E porque é que eu me presto a preocupar-me sequer com este tipo de coisas? Porque tenho a clara sensação que Orwell está presente entre nós. Aqui e agora o duplopensar e a novilíngua são uma realidade que nos está claramente a levar no caminho da escravidão e servidão. É que tal como disse ontem na minha breve interpelação e a que o Professor Adriano Moreira anuiu com a cabeça, a sociedade portuguesa tem-se tornado escrava dos que se dizem combatentes contra o fascimo, que assim se sentem legitimados perantes os outros para levar a cabo os seus intentos, mesmo que esses sejam de uma perigosidade atroz para a democracia, não permitindo aos jovens agir verdadeiramente em prol do futuro do país.

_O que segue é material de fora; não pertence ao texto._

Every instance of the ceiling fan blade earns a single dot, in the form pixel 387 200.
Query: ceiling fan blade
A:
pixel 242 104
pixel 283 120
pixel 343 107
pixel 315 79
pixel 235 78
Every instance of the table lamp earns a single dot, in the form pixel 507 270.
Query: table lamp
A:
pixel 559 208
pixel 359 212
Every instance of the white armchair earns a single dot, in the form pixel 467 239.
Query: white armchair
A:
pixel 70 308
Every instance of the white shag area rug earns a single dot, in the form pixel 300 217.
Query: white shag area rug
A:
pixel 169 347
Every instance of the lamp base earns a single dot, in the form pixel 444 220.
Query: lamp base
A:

De salientar que a respeito do futuro do país, é imperativo definir verdadeiramente o tal novo conceito estratégico para o país de que o Professor Adriano Moreira tem vindo a falar ultimamente, especialmente se não queremos tornar-nos um estado exíguo.

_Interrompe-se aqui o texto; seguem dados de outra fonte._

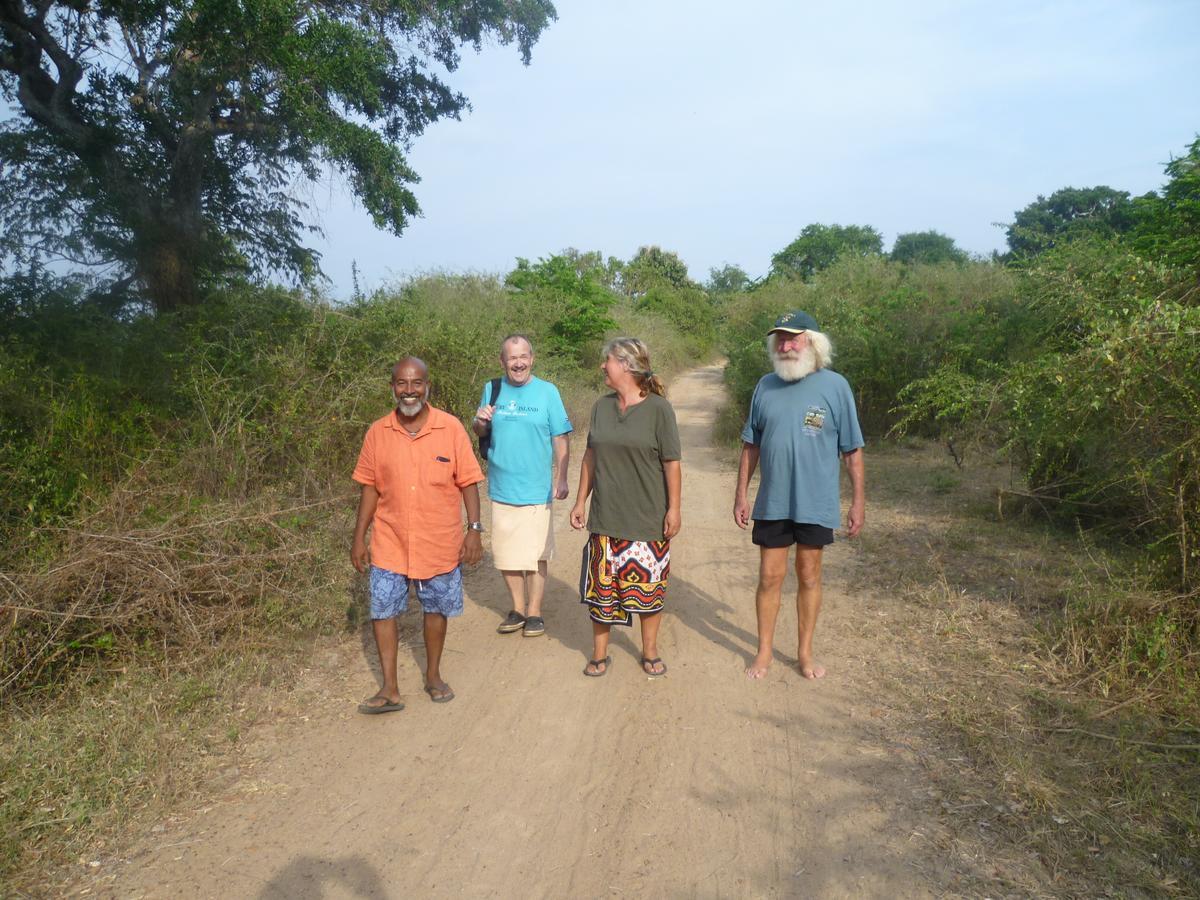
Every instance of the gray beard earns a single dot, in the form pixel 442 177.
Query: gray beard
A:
pixel 793 370
pixel 408 408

As palavras, as ideias, o discurso, nada disso é neutro. A análise e desconstrução do discurso é importantíssima para perceber de onde é emanada a legitimidade num regime político. Mas num regime político cuja legitimidade tem erros de vício na sua base, é especialmente dever da academia e de todos aqueles que se dizem amantes da liberdade (que se o são então são liberais, e não comunistas ou socialistas), não se vergarem perante quem nos quer levar no caminho da servidão. Pena que muitos prefiram torcer a quebrar, até porque sabem que se forem "anti-fascistas" caem nas boas graças e prebendas do regime. Basta ter ouvido ontem um aluno de ciência política a dizer que não interessa se houve fascismo ou não porque isso é apenas uma questão de semântica, para perceber que este não entende nada do que supostamente anda (ou deveria andar) a estudar. Relembrando algumas das aulas de Ciência Política que tive, é elementar que a invenção da democracia foi feita no sentido de deixarmos de ter um dono. Para sairmos da oikos para a polis. Logo, só há democracia na polis, só há política em democracia, e a democracia não pode ter donos, a democracia é de todos e de ninguém em particular. Finalizo, portanto, com algo que escrevi há tempos a respeito dos donos da democracia no nosso país:
Estamos cada vez mais reféns dos que se dizem "democratas" quando na prática o são muito menos do que muitos daqueles que acusam de ser "fássistas", "comunas" (sim porque a maior parte dos que se dizem comunistas nem sequer leram qualquer dos seus alegados "ídolos" e só têm uma visão distorcida da história, não sabendo por isso que a prática real do comunismo é incompatível com o conceito de democracia), "neo-liberais" ou outros quejandos epítetos. Isto é demasiado perigoso, é o que tem permitido que a democracia electiva, iliberal e/ou de cariz autoritário tenha vindo a conquistar diversos países, veja-se o caso da democracia populista venezuelana.
E sendo assim, concluo apenas com uma frase do Henrique Burnay:
Falar em nome da defesa da Democracia porque dá jeito é o que põe em causa a Democracia. Mas, claro, nada disto é para levar a sério.